US Customs and Border Protection (CBP) has announced that its Simplified Arrival program is adding two more pedestrian border crossings to its growing roster, as the program is now in operation at the Eagle Pass and Del Rio ports of entry into the United States.
Simplified Arrival is the CBPs enhanced international arrival program that uses biometric authentication — in the form of facial recognition — in order to automate and streamline the processing of passengers coming into and exiting the country by doing away with the manual document checks that are normally required.
The CBP has been growing the list of entry/exit points to feature Simplified Arrival at a rapid rate over the past several months. Just last week, Tampa International Airport (TPA) was added to the program, joining other border crossings in a number of locations around the US, including other points in Texas, as well as California, Arizona, and northern land crossings in Buffalo and Detroit.
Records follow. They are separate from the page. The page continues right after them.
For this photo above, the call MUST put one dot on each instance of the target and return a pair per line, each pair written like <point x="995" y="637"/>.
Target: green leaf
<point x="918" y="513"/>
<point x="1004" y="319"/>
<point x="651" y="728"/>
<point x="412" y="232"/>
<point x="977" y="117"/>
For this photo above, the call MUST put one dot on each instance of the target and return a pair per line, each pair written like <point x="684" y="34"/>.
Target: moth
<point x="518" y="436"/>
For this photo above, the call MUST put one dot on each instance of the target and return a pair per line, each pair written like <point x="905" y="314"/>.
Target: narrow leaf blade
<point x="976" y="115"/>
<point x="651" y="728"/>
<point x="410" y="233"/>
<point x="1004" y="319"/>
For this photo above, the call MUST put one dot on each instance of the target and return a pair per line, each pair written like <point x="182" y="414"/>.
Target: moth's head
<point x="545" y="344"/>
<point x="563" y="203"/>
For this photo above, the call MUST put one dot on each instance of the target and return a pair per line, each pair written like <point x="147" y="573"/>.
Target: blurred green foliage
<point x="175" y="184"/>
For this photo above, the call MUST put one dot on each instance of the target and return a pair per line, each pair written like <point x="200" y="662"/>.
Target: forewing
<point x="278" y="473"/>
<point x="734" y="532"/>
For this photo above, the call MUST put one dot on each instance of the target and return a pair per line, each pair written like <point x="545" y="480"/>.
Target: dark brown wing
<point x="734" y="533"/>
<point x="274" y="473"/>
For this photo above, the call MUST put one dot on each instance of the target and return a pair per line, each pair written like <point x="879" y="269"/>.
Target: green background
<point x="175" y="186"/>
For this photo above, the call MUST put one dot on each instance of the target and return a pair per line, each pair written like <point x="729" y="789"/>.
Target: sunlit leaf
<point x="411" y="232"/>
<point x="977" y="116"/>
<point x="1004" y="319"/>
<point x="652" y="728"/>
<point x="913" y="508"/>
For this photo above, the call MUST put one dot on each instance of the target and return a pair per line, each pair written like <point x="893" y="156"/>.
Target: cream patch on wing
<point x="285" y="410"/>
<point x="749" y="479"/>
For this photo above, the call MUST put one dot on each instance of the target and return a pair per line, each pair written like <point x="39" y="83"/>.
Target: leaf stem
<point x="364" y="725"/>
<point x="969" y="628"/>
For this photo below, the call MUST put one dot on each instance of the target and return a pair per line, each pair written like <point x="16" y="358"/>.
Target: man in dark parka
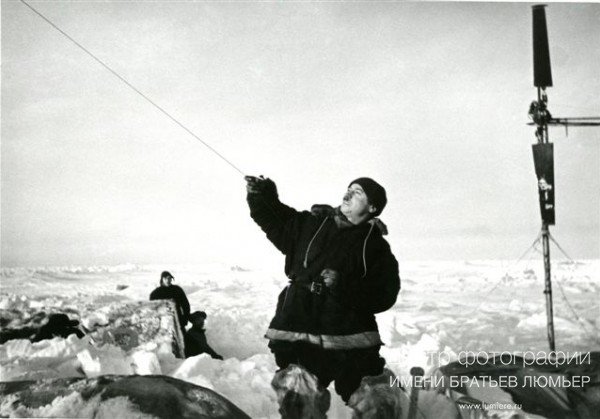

“Simplified Arrival at the ports of Eagle Pass and Del Rio brings the use of innovative, touchless technology, which not only facilitates the flow of legitimate travel, but also continues to strengthen our essential border security mission,” said Randy J. Howe, Director, Field Operations, Laredo Field Office. “CBP’s use of biometric facial comparison technology has been enhanced since its introduction in the summer of 2018, thus delivering this secure and efficient travel experience we see today.”
The Eagle Pass entry point is located on the Camino Real International Bridge, where CBP officers processed more than 2.1 million privately owned vehicles and more than 629,000 pedestrians in 2020. Similarly, the Del Rio Port of Entry is found at the Ciudad Acuna International Bridge that saw 1.1 million vehicles processed along with over 194,000 pedestrians last year.
The system works by having travelers arriving at the designated entry point into the US submitting to a photo at a primary inspection point. Facial recognition software extracts the individual’s biometric data from the photo, and then verifies their identity against the images of the traveler found on their official documents, such as a passport or visa photo.
Simplified Arrival is only mandatory for non-US citizens and excludes a select group of foreign nationals who already have their biometric information on file with the CBP. Eligible travelers who wish to opt out can do so by notifying a CBP officer of their intention to do so, and then submitting to a manual document and security inspection.